Framework for analyzing agent telemetry data to optimize cost, token usage, and model tier selection. Use when tuning agent configurations, reviewing agent costs, selecting model tiers, or interpreting optimization_insights/cost_by_model/agent_usage_summary pipe outputs.
Install
npx skillscat add arielperez82/agents-and-skills/agent-cost-optimization Install via the SkillsCat registry.
Agent Cost Optimization
Data-driven framework for tuning agent and skill configurations based on production telemetry from I05-ATEL pipes.
When to Use
- Selecting model tier (haiku vs sonnet vs opus) for an agent
- Reviewing agent cost-per-invocation or token usage
- Diagnosing high input ratios (prompt bloat)
- Optimizing cache hit rates
- Setting token budgets for agent prompts
- Interpreting
optimization_insightspipe output
Model Tier Selection
Choose model tier based on task complexity, not agent importance:
| Task Profile | Recommended Tier | Rationale |
|---|---|---|
| Classification, routing, simple extraction | haiku | Low token cost, fast; output quality sufficient for structured tasks |
| Code generation, analysis, multi-step reasoning | sonnet | Best cost/quality balance for most engineering work |
| Architecture decisions, complex planning, nuanced judgment | opus | Higher cost justified by quality-critical output |
Decision Framework
1. Does the agent primarily classify, route, or extract structured data?

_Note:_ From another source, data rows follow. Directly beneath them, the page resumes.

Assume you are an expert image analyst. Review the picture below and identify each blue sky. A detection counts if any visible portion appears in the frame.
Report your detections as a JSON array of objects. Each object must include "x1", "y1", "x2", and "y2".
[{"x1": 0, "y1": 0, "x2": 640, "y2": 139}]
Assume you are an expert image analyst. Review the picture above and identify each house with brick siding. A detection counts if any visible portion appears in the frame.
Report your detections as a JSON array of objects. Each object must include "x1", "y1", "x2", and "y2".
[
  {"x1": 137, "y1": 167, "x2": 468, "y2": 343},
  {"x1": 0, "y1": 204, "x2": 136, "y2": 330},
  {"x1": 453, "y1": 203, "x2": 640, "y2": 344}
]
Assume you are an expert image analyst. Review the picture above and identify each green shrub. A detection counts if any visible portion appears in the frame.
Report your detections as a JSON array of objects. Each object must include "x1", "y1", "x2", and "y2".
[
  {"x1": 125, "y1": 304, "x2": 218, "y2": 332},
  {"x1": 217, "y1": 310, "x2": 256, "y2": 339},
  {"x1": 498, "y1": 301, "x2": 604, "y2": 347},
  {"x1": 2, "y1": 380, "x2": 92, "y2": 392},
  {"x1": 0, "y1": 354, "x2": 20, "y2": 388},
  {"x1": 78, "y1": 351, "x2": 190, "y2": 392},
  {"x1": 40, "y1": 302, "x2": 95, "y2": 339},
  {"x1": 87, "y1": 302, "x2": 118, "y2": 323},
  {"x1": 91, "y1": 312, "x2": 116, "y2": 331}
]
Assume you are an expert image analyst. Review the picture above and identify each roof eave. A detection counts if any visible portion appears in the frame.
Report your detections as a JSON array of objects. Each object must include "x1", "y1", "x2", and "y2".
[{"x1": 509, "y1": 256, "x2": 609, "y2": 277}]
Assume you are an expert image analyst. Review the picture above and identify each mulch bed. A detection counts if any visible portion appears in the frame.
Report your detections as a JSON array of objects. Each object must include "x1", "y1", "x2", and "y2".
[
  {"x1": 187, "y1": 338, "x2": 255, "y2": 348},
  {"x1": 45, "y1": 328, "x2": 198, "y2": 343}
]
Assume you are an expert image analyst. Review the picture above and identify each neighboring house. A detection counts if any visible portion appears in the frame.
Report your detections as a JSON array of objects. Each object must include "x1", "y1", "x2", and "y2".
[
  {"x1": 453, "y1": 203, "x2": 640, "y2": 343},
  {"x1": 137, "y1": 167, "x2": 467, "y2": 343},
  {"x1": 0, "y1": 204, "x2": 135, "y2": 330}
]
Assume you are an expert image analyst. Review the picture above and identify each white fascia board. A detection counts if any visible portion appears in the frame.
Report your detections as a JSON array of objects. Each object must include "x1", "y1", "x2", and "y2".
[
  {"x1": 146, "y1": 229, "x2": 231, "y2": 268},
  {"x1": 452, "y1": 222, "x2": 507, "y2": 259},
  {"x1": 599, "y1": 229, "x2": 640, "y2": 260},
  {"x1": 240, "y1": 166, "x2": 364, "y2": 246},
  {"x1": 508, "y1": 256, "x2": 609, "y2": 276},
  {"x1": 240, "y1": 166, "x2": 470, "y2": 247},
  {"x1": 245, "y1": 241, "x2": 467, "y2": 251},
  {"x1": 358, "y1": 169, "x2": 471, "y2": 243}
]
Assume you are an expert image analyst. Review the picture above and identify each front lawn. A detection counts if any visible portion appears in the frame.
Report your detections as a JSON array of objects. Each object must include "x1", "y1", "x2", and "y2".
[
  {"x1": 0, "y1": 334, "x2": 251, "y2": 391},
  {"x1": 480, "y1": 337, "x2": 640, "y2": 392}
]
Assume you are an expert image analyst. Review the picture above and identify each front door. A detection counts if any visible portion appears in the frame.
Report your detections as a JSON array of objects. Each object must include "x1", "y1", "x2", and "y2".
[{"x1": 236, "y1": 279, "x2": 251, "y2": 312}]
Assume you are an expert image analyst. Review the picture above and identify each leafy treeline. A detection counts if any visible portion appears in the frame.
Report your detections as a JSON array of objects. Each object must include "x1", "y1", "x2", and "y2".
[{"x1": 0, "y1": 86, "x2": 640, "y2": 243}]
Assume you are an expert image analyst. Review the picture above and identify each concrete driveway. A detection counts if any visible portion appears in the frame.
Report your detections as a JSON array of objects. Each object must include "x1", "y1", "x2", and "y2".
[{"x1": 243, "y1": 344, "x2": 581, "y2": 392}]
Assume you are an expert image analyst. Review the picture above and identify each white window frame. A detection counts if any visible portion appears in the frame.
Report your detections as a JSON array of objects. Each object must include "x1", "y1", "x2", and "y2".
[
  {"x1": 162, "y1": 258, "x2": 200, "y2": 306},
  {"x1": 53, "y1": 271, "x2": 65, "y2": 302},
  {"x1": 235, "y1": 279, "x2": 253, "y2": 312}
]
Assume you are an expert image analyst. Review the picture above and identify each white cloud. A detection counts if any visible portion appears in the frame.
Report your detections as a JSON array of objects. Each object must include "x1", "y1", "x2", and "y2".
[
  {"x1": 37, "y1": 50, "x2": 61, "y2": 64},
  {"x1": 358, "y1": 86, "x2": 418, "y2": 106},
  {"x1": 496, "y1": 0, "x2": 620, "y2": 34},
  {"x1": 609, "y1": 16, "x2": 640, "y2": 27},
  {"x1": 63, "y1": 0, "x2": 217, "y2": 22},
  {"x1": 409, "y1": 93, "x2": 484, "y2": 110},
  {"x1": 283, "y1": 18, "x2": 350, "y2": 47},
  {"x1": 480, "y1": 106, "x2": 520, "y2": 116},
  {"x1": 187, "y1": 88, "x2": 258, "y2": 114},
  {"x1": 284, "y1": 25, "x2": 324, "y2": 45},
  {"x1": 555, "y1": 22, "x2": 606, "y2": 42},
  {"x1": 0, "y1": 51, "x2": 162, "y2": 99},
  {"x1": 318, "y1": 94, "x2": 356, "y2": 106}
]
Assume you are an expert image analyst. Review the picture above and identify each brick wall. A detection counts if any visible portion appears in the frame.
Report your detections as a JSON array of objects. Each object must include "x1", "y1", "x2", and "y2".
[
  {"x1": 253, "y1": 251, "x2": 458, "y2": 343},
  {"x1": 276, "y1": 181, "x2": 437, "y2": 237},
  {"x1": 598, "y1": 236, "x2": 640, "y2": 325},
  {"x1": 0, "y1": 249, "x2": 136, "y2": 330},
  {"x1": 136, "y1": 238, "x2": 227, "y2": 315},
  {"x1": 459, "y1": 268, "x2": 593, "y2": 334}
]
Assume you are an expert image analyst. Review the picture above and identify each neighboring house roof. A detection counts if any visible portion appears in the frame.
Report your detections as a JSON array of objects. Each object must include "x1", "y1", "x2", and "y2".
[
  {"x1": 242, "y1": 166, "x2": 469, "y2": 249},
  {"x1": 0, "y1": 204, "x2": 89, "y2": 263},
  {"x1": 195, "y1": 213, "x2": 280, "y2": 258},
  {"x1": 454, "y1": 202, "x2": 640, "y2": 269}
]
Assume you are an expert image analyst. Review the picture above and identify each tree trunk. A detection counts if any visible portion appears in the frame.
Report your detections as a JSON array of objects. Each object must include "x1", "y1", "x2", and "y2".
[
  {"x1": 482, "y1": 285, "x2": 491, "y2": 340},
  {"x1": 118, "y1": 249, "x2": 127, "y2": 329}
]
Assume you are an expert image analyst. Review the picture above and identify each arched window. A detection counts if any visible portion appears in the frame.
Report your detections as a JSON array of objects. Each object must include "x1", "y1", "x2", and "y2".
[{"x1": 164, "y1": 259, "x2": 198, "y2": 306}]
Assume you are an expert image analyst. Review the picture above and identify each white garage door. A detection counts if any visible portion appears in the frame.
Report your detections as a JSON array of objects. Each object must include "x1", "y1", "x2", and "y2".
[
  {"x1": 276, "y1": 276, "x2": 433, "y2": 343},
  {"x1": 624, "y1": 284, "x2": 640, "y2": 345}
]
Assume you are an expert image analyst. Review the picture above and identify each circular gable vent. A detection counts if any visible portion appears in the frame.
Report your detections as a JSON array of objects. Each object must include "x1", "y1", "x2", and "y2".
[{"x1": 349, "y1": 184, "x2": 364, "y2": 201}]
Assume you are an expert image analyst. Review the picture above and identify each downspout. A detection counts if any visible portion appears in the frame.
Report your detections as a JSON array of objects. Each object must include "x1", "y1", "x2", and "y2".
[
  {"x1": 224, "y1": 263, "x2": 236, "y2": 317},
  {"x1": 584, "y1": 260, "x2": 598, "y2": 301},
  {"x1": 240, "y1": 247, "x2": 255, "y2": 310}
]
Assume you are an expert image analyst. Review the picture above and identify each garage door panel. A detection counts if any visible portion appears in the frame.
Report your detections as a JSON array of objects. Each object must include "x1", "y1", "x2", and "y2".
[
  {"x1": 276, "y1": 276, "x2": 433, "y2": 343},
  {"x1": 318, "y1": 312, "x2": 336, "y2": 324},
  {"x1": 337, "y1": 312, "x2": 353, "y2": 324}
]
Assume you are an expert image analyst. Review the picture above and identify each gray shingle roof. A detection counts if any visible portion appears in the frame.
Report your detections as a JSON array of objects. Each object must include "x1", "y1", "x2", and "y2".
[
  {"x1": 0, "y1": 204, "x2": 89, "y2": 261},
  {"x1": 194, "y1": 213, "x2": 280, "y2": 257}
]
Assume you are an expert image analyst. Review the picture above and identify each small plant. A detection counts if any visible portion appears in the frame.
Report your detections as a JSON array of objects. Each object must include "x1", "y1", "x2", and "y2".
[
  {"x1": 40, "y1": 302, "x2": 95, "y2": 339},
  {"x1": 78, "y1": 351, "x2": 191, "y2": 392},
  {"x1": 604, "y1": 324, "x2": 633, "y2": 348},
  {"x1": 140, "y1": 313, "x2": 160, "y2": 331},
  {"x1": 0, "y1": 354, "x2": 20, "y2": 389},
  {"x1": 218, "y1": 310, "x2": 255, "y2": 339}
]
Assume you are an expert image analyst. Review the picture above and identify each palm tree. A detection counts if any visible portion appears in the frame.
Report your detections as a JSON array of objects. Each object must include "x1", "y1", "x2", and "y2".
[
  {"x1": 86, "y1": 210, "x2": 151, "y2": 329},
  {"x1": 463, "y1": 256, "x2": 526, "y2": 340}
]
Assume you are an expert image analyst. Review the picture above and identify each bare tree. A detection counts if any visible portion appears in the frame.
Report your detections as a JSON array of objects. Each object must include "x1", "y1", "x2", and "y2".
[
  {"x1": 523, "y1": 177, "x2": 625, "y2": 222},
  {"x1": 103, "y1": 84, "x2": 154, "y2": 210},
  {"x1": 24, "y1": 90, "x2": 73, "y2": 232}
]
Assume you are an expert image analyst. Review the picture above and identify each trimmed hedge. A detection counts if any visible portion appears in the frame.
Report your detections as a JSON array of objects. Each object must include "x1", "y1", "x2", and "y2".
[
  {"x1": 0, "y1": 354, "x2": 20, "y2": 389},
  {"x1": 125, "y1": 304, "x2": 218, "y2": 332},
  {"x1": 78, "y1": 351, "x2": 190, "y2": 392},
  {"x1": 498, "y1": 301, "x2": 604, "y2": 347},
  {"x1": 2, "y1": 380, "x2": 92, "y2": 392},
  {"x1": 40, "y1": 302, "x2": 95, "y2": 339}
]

→ haiku (cost: ~$0.25/M input, ~$1.25/M output)
2. Does the agent generate code, analyze patterns, or follow multi-step plans?
→ sonnet (cost: ~$3/M input, ~$15/M output)
3. Does the agent make architectural decisions, resolve ambiguity, or produce nuanced prose?
→ opus (cost: ~$15/M input, ~$75/M output)Anti-Patterns
- Using opus for validation-only agents (tdd-reviewer, ts-enforcer) — sonnet suffices
- Using opus for simple extraction (parsing transcripts, reading file paths)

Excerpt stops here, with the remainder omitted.